The oil and gas industry accounts for roughly one-third of all methane emissions in the United States.
In 2016, the U.S. Environmental Protection Agency updated its standards to reduce methane emissions across the natural gas industry. However, natural gas prices are at record lows – about $3 per MMBTU - reducing the economic incentive to deploy exhaustive and expensive leak detection and repair solutions.
The industry need is for low cost, productive solutions that can quantify emissions effectively: allowing for the biggest leaks to be fixed first. The economics of this technology would also have the capability to cause substantial environmental improvement.

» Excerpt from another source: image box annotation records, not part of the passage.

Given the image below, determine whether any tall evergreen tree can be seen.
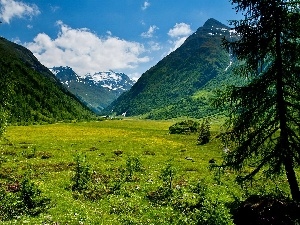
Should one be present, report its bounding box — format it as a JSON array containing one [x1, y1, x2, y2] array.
[[0, 67, 11, 138], [223, 0, 300, 201]]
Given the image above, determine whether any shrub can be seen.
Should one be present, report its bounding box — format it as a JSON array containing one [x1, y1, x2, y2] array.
[[71, 154, 91, 192], [197, 119, 210, 145], [169, 120, 199, 134], [0, 175, 50, 220]]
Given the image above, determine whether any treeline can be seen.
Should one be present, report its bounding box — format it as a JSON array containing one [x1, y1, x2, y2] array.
[[0, 39, 94, 125]]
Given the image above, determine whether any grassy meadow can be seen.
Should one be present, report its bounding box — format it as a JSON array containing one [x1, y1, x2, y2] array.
[[0, 119, 299, 224]]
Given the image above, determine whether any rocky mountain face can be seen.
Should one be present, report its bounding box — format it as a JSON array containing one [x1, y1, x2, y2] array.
[[50, 66, 135, 114], [105, 19, 234, 119]]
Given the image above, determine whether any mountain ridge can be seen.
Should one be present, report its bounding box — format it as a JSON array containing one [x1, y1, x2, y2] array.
[[0, 37, 94, 124], [49, 66, 135, 114], [105, 18, 231, 119]]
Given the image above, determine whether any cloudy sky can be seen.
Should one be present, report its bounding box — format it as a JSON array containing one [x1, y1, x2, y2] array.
[[0, 0, 239, 78]]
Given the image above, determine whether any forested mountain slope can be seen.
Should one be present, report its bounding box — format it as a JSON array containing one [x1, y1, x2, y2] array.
[[0, 38, 93, 124], [106, 19, 237, 119]]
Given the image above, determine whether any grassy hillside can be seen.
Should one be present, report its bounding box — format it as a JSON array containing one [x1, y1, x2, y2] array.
[[0, 120, 300, 225], [107, 19, 236, 119], [0, 38, 93, 124]]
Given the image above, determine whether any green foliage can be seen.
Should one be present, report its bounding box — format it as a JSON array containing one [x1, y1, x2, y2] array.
[[71, 154, 91, 192], [197, 119, 210, 145], [0, 118, 299, 225], [106, 19, 230, 119], [220, 0, 300, 201], [169, 120, 199, 134], [0, 38, 94, 125], [126, 157, 142, 180], [0, 175, 50, 221]]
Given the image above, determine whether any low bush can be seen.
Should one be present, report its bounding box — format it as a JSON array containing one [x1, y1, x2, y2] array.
[[0, 175, 50, 221], [169, 120, 200, 134]]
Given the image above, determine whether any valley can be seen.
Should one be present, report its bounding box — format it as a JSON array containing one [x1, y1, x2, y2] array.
[[0, 118, 299, 224]]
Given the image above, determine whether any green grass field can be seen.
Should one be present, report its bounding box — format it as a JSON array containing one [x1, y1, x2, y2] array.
[[0, 119, 296, 224]]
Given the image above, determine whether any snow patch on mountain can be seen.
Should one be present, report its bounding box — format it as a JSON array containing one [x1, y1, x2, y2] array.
[[49, 66, 135, 92]]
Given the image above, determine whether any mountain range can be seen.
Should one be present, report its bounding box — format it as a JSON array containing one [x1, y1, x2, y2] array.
[[104, 19, 236, 119], [0, 38, 95, 124], [50, 66, 135, 114], [0, 19, 239, 124]]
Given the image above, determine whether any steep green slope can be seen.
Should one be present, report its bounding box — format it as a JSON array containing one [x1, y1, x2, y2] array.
[[107, 19, 234, 119], [0, 38, 93, 124]]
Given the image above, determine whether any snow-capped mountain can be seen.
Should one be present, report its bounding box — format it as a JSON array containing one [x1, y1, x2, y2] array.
[[50, 66, 135, 113], [85, 70, 135, 91]]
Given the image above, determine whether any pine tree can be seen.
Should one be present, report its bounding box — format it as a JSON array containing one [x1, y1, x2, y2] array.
[[0, 68, 11, 138], [221, 0, 300, 201]]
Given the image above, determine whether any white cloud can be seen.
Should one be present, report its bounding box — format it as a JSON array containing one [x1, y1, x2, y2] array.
[[0, 0, 41, 23], [141, 25, 159, 38], [50, 5, 60, 13], [24, 21, 150, 76], [167, 23, 193, 54], [168, 23, 192, 38], [168, 37, 188, 54], [148, 41, 162, 51], [142, 1, 150, 10]]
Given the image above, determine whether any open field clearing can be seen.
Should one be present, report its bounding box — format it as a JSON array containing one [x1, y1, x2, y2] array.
[[0, 119, 296, 224]]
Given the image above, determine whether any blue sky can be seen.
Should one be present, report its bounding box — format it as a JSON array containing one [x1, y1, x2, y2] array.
[[0, 0, 239, 78]]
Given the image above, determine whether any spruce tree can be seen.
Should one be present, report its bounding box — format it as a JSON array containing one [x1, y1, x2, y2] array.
[[220, 0, 300, 201]]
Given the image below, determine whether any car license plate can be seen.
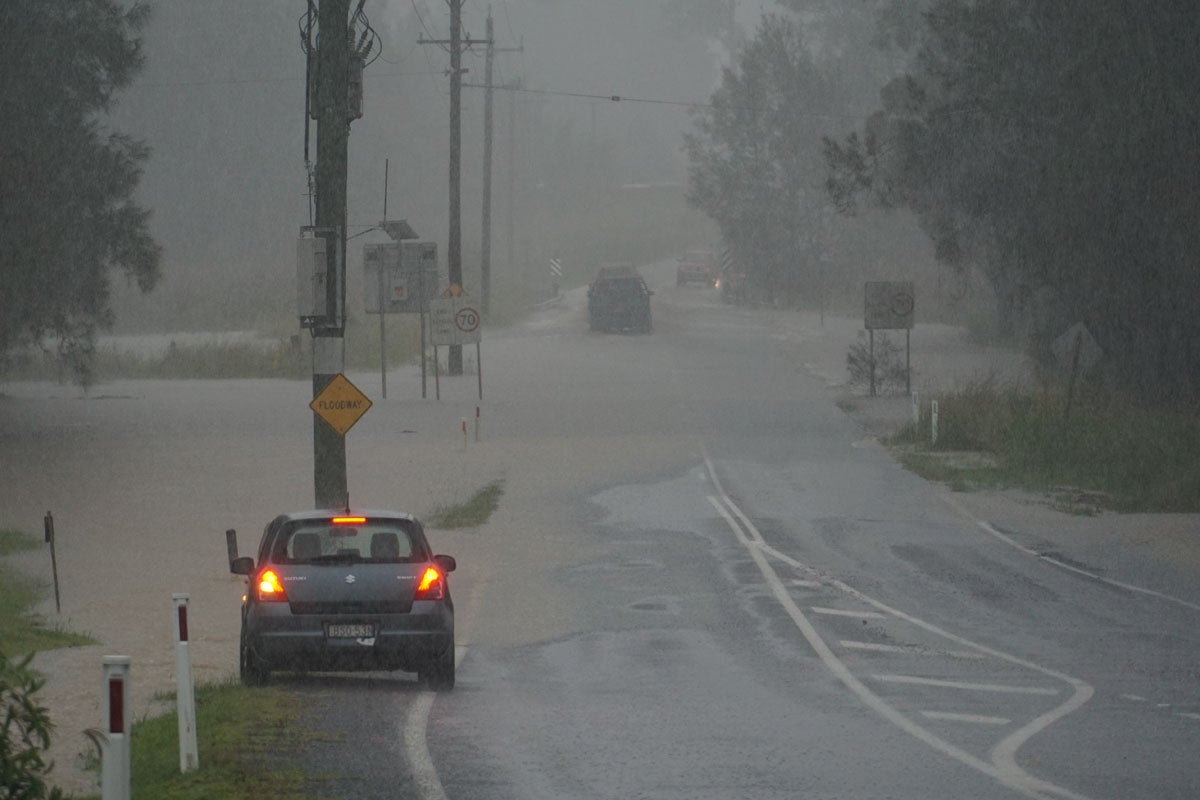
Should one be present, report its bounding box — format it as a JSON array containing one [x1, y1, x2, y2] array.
[[325, 622, 374, 639]]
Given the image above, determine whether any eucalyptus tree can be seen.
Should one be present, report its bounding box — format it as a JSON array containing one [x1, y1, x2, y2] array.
[[826, 0, 1200, 395], [0, 0, 160, 383], [685, 14, 832, 304]]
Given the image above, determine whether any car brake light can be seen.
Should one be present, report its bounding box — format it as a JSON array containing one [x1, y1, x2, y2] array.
[[413, 566, 446, 600], [257, 570, 288, 602]]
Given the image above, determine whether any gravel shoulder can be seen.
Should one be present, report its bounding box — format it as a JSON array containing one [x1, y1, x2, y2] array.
[[767, 312, 1200, 612], [0, 299, 1200, 794]]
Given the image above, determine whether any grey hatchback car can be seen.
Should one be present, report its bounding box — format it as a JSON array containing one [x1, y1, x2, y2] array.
[[227, 511, 457, 691]]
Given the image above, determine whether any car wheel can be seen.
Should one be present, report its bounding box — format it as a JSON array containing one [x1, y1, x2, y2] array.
[[418, 643, 455, 692], [238, 622, 271, 686]]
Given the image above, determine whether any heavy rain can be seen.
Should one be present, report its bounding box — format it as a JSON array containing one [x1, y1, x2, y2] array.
[[0, 0, 1200, 800]]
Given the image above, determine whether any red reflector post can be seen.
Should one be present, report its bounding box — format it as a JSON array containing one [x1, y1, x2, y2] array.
[[108, 678, 125, 733]]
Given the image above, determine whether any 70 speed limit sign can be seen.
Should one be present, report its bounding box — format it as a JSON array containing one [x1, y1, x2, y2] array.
[[430, 296, 482, 345]]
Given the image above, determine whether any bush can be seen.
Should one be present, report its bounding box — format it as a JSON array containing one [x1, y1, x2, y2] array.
[[846, 331, 908, 393], [0, 652, 64, 800]]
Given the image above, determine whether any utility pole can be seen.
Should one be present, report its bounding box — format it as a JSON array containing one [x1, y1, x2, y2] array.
[[504, 74, 521, 281], [418, 0, 484, 375], [312, 0, 350, 509], [480, 6, 524, 318], [298, 0, 377, 509]]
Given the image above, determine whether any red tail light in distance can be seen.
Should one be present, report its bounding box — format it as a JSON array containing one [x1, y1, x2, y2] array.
[[413, 566, 446, 600]]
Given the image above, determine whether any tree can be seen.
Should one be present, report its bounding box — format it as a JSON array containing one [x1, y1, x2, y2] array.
[[0, 0, 161, 385], [685, 14, 830, 299], [826, 0, 1200, 397]]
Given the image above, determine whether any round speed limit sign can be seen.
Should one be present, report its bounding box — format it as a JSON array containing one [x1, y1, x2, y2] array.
[[454, 306, 479, 333]]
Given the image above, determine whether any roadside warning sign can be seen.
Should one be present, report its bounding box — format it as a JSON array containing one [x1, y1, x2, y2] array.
[[308, 373, 371, 437]]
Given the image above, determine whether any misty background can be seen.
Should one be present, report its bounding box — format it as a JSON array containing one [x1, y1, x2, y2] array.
[[110, 0, 938, 333]]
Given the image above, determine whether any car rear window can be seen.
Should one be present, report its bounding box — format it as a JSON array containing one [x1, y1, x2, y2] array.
[[271, 519, 428, 564]]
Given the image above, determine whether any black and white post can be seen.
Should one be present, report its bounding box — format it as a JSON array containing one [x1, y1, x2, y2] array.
[[170, 594, 200, 772]]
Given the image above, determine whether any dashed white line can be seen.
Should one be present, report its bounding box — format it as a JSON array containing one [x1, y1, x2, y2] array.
[[871, 675, 1058, 697], [811, 606, 888, 619], [703, 452, 1094, 800], [920, 711, 1012, 726], [838, 639, 913, 652]]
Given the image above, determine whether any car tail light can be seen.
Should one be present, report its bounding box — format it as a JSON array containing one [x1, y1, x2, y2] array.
[[413, 566, 446, 600], [256, 570, 288, 602]]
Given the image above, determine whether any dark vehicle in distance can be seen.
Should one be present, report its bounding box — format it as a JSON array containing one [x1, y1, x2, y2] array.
[[588, 264, 654, 333], [227, 511, 457, 690], [676, 249, 720, 287]]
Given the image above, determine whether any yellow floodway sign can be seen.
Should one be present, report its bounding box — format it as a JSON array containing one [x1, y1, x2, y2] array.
[[308, 373, 371, 437]]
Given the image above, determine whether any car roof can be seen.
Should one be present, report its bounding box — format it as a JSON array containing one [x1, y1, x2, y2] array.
[[596, 264, 642, 278], [283, 509, 416, 522]]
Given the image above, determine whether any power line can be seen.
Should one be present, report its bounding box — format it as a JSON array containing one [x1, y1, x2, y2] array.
[[463, 83, 862, 122]]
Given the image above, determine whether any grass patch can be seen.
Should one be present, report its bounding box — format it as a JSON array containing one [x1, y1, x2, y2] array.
[[428, 481, 504, 530], [0, 530, 94, 656], [78, 682, 325, 800], [888, 380, 1200, 512]]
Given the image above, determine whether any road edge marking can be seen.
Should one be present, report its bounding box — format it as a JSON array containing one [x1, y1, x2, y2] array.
[[702, 447, 1093, 800]]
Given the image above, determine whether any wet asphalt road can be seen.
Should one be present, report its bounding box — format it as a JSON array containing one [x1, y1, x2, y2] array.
[[274, 263, 1200, 800], [0, 264, 1200, 800]]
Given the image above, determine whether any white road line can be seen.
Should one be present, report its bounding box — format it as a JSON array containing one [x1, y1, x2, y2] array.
[[404, 692, 448, 800], [871, 675, 1058, 697], [838, 639, 902, 652], [788, 578, 823, 589], [703, 451, 1093, 800], [942, 494, 1200, 610], [920, 711, 1012, 724], [838, 639, 986, 658], [403, 645, 467, 800], [810, 606, 888, 619]]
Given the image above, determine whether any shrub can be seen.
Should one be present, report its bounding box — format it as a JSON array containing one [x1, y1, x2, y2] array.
[[846, 331, 908, 393], [0, 652, 64, 800]]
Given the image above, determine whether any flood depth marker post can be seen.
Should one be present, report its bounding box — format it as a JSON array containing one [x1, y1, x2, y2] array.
[[100, 656, 130, 800], [170, 594, 200, 772], [44, 511, 62, 614]]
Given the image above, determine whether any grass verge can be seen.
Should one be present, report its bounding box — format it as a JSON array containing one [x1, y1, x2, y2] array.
[[0, 529, 94, 656], [427, 481, 504, 530], [78, 682, 325, 800], [888, 380, 1200, 512]]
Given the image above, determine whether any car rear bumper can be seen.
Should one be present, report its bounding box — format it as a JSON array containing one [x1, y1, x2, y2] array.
[[246, 602, 454, 672]]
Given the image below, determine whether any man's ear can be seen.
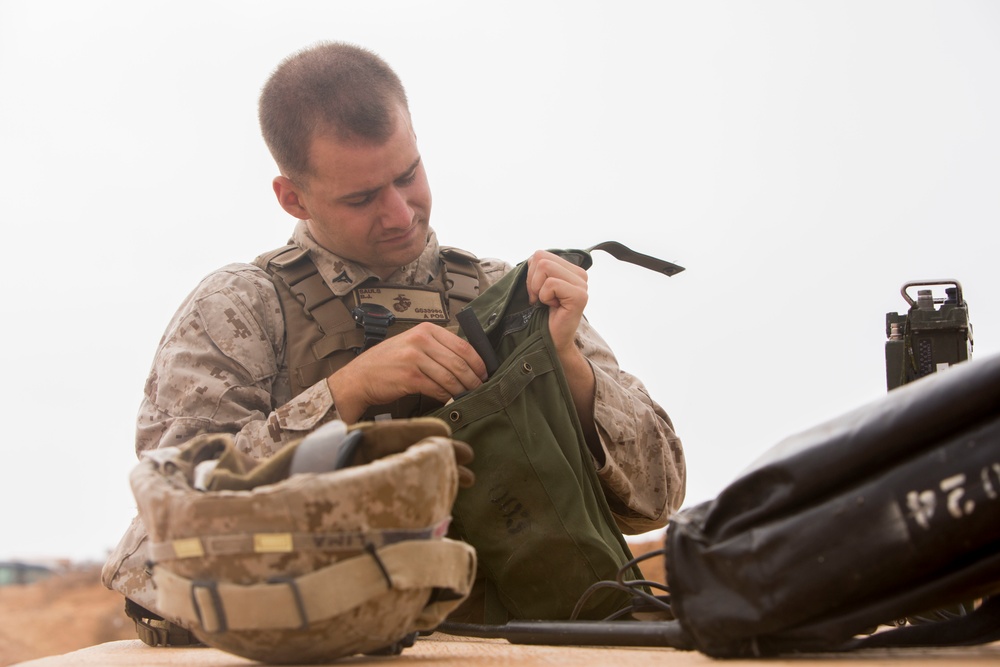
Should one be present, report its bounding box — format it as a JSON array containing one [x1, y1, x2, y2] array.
[[271, 176, 310, 220]]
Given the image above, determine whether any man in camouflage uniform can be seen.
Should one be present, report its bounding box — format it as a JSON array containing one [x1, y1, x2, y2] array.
[[105, 44, 685, 616]]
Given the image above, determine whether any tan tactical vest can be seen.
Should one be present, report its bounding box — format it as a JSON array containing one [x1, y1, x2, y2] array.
[[254, 240, 489, 420]]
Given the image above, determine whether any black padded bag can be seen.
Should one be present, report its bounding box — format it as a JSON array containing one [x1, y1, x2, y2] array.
[[666, 356, 1000, 657]]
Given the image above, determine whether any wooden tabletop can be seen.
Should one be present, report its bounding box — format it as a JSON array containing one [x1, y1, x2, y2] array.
[[16, 634, 1000, 667]]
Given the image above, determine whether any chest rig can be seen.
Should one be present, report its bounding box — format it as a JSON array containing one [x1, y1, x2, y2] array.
[[254, 240, 488, 419]]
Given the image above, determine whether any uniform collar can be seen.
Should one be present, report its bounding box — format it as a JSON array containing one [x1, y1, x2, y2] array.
[[292, 220, 441, 296]]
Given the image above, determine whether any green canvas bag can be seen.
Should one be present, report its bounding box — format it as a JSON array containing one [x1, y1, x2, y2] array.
[[430, 244, 681, 624]]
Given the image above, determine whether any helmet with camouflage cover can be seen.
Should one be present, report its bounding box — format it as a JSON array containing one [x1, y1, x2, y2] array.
[[131, 419, 475, 663]]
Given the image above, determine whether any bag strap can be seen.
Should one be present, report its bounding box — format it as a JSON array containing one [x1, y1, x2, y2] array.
[[845, 597, 1000, 650], [562, 241, 684, 277], [153, 539, 476, 632]]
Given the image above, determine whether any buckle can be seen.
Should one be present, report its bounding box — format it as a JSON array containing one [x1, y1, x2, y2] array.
[[267, 577, 309, 630], [191, 580, 228, 632], [351, 303, 396, 354]]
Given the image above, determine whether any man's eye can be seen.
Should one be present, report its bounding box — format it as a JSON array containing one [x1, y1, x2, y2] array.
[[344, 195, 375, 208]]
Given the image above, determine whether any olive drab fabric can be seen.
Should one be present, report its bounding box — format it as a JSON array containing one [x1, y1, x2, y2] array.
[[131, 419, 475, 663], [432, 251, 641, 623], [256, 242, 683, 623]]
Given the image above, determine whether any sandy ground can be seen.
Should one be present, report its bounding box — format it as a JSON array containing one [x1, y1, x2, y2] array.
[[0, 566, 135, 667], [0, 542, 664, 667]]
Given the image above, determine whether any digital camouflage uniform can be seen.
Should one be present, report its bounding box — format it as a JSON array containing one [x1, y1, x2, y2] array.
[[104, 222, 685, 604]]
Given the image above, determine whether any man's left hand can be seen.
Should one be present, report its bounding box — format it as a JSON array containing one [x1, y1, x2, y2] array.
[[527, 250, 587, 358]]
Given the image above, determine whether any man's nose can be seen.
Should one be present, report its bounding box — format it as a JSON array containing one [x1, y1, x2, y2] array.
[[382, 188, 413, 229]]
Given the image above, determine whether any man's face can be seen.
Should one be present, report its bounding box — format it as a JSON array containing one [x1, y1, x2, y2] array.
[[290, 109, 431, 278]]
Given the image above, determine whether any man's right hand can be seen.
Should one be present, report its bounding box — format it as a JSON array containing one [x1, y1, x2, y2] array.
[[326, 322, 486, 424]]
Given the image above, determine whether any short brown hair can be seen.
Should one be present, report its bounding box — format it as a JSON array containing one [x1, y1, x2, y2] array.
[[258, 42, 408, 180]]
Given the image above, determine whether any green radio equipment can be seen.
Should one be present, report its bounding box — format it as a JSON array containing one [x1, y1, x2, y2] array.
[[885, 280, 972, 391]]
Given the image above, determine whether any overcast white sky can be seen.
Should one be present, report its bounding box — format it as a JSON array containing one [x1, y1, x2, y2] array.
[[0, 0, 1000, 559]]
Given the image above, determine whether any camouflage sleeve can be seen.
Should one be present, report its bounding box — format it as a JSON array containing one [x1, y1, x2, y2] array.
[[482, 259, 686, 534], [577, 319, 686, 534], [136, 264, 336, 457]]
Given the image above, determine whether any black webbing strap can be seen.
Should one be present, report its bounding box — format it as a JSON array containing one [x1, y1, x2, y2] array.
[[125, 598, 205, 648], [589, 241, 684, 276], [849, 597, 1000, 649], [455, 308, 500, 375], [563, 241, 684, 276]]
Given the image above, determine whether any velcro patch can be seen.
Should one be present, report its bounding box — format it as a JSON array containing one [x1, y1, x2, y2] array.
[[354, 285, 448, 322]]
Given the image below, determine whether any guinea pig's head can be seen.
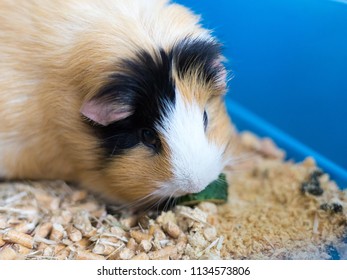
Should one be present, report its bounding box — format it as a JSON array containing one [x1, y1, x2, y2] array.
[[81, 38, 231, 206]]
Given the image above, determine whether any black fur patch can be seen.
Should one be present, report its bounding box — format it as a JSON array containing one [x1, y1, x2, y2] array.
[[89, 39, 220, 156]]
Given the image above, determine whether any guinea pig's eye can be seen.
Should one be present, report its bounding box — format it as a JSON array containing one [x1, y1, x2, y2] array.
[[140, 128, 160, 149], [204, 110, 208, 130]]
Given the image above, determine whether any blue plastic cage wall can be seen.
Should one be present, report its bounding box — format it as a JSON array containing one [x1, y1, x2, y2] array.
[[175, 0, 347, 188]]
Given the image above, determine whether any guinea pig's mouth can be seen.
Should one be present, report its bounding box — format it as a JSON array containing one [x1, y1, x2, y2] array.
[[155, 182, 211, 199]]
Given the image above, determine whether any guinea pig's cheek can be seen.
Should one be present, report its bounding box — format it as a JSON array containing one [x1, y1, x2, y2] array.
[[161, 91, 224, 195]]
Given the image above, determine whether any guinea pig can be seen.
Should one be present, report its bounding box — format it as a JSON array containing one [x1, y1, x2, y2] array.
[[0, 0, 232, 206]]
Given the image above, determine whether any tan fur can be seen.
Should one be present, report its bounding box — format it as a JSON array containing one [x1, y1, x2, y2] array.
[[0, 0, 234, 201]]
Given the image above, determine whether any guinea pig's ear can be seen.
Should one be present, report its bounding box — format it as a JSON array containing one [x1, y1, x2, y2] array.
[[80, 98, 134, 126]]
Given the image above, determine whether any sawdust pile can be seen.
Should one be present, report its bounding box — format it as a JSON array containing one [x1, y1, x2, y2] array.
[[0, 132, 347, 260]]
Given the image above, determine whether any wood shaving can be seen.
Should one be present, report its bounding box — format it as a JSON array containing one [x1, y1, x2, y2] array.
[[0, 132, 347, 260]]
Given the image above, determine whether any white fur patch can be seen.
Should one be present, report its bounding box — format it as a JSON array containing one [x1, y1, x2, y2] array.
[[159, 90, 223, 196]]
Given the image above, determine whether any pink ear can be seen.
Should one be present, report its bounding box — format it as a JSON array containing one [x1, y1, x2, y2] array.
[[80, 99, 134, 126]]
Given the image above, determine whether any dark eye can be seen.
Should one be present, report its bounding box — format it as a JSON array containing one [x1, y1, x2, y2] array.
[[204, 110, 208, 130], [140, 128, 160, 149]]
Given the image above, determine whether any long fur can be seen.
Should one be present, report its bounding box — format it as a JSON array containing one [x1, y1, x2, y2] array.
[[0, 0, 232, 206]]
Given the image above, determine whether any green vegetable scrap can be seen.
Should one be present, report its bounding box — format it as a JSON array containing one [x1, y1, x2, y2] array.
[[177, 173, 228, 205]]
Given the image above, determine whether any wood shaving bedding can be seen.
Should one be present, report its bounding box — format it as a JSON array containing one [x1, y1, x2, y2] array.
[[0, 132, 347, 260]]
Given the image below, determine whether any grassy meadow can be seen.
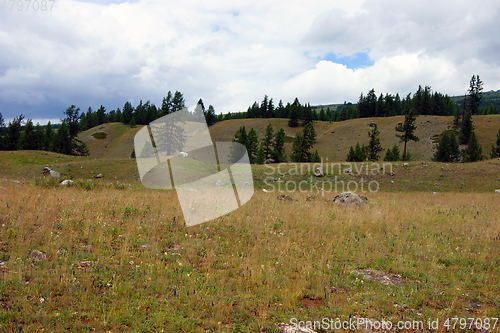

The Environmental Defense Fund (EDF) and Stanford University’s Natural Gas Initiative recently invited 11 organizations, covering 12 different technologies, to the controlled testing phase of the Mobile Monitoring Challenge; a competition to advance mobile methane monitoring technologies at oil and natural gas facilities. The technologies represented reflect the world’s leading emissions innovation.
The aim of the competition was to examine the effectiveness of both leak detection and quantification technologies, with an emphasis on productive technologies rather than classical surveying on foot.
Advisian Digital took part in the competition, testing our Fugitive Emissions Platform – a solution that uses unmanned aerial vehicles (drones) to accurately generate mass or volume leak rate data from equipment that has the propensity to leak.
Our patent-pending platform uses both infrared and laser sensors with image resolution technology to eliminate false positives. We mount the assembly onto an unmanned aerial vehicle to increase survey productivity and then stream the results to an algorithmic data processing center that uses dispersion models and pixel quantification to obtain an accurate mass leak rate. This is then made available to asset owners via an online portal. The combination of sensor equipment means that a broad range of emissions can be detected, visualized and quantified – from minute diffused emissions coming from buried pipelines through to high volume leaks that might come from a compressor or storage tank.
Laith Amin, Senior Vice President at Advisian Digital explained that, “Both the detection and quantification accuracy we achieved from this test work breaks new ground for leak detection and repair in industry, laying the foundation for this innovative technology to have a massive impact on greenhouse gas emissions reduction. While our test work was carried out locally in Colorado, the drone team was connected to us in Chicago, Anchorage and London (where quantification was taking place) by live link. That way, we always had video and live communication about what was happening on the ground, see emissions data and communicate around the events taking place seamlessly at a global level.”
Stanford researchers are currently evaluating each technology on their ability to quickly detect and roughly quantify methane leaks of various sizes. Results of the controlled trials will be published in peer reviewed journals and used to inform product improvements.
Fugitive emissions still pose economic and environmental issues for the Oil and Gas industry, a safe solution that is mobile and can be tailored to suit the specific needs of individual businesses is required.